Timeline and analysis of existing attempts of recursive self improving (RSI) software systems

Robert Wünsche
Aug 9, 2017 · 6 min read

Only implemented systems are part of this article. Just theoretical architectures such as the Gödel Machine[goedel1] are not covered because it hasn’t been implemented.

The author assumes that the reader is familiar with the basic motivation and prospects of RSI systems.

What are Self-Improving algorithms?

Self-Improving algorithms must have the property to get better over time of solving a problem[Yampolskiy1 page 3]. Common examples of this behavior are neural networks and evolutionary algorithms. Not so common algorithms are sorting and clustering algorithms[si1].

What is Recursive Self improvement?

Recursive self improvement is defined as the process when the system can get better at getting better[Yampolskiy1 page 4].

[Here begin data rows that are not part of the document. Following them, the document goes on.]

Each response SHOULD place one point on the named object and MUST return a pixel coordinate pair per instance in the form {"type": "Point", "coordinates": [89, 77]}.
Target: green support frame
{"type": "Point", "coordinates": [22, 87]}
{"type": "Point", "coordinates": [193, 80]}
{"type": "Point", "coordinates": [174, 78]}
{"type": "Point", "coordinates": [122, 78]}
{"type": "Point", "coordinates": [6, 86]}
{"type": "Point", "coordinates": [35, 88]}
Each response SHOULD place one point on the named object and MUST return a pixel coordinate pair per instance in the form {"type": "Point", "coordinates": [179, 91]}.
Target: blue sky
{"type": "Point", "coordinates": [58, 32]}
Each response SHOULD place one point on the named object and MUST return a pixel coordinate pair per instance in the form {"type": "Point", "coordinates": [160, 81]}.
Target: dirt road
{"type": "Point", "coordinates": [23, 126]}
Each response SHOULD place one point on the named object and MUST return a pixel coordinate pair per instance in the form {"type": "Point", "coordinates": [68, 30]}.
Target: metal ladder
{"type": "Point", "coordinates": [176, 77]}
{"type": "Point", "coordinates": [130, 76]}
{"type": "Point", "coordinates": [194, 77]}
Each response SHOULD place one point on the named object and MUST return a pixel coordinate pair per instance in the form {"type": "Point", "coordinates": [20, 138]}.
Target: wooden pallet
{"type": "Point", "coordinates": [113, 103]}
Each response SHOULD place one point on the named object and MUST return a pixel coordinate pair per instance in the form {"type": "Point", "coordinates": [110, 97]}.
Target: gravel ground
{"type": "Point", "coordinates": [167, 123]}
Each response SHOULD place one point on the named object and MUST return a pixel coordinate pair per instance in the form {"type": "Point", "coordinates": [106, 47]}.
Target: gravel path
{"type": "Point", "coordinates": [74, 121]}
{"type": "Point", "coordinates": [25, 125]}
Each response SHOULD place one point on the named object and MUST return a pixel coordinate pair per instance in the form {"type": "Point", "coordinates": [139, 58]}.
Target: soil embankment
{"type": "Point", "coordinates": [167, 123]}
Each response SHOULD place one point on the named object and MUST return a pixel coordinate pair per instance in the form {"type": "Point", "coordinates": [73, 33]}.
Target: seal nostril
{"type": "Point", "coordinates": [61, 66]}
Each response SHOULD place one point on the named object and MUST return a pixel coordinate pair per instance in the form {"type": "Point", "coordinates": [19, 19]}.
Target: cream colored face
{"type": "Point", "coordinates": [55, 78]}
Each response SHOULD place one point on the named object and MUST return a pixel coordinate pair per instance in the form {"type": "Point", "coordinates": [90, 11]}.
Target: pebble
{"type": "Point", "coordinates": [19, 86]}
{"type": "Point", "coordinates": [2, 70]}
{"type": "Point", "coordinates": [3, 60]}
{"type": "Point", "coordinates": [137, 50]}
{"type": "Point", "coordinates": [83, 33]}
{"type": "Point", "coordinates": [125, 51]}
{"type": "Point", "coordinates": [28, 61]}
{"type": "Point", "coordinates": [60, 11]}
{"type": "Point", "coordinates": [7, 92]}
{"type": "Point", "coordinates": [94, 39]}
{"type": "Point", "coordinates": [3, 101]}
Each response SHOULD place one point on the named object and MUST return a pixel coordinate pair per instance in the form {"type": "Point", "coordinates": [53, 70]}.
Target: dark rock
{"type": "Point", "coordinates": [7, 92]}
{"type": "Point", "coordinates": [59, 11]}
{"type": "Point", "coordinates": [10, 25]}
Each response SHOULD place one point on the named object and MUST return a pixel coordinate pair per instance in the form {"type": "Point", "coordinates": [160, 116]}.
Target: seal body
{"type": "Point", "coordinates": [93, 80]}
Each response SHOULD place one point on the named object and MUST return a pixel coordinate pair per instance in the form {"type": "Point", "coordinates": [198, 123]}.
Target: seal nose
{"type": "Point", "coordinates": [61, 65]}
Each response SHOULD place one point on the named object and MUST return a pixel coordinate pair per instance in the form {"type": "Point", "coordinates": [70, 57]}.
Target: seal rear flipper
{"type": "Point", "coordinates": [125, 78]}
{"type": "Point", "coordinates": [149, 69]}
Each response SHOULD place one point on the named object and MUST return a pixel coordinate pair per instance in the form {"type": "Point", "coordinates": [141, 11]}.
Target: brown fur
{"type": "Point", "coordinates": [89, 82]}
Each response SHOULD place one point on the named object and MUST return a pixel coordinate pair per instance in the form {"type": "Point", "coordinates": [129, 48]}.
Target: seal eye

RSI software systems can change their representations of most or all algorithms of the A(G)I system. The changed representation must include the search algorithm for the search of possible changes. The changes are made so that the performance of the agent is increased by some metric. Metrics to measure progress can be:

  • better time/space tradeoff of the algorithm(s)
  • better compression of the representation of algorithms or data
  • higher score for task(s)
  • higher rationality of a shaped agent [omohundro1]

Justification of common critique of all existing RSI attempts

All presented RSI systems lack an self model which is required for high level RSI modifications [Eliezer1]:

EURISKO lacked what I called ‘insight’ — that is, the type of abstract knowledge that lets humans fly through the search space.

This is necessary for “strong”-RSI systems.

Timeline of attempts to archive RSI

This section contains a short description of the program or algorithm. The Author states his view on the limitations of the artifacts.

1976 - EURISKO

Eurisko [eu1][eu2][eu3][eu4][euRLL5][euRLL6] from Douglas Lenat was the first attempt documented in the literature of archiving RSI. The program itself is described by a centralized data-structure. Fixed slots are used in the data-structure to allow the agent to modify itself. All elements in the data-structure encode executable code.

Often times RSI related papers refer back to EURISKO, for example [schmidhuber1 page 4] and [haase1].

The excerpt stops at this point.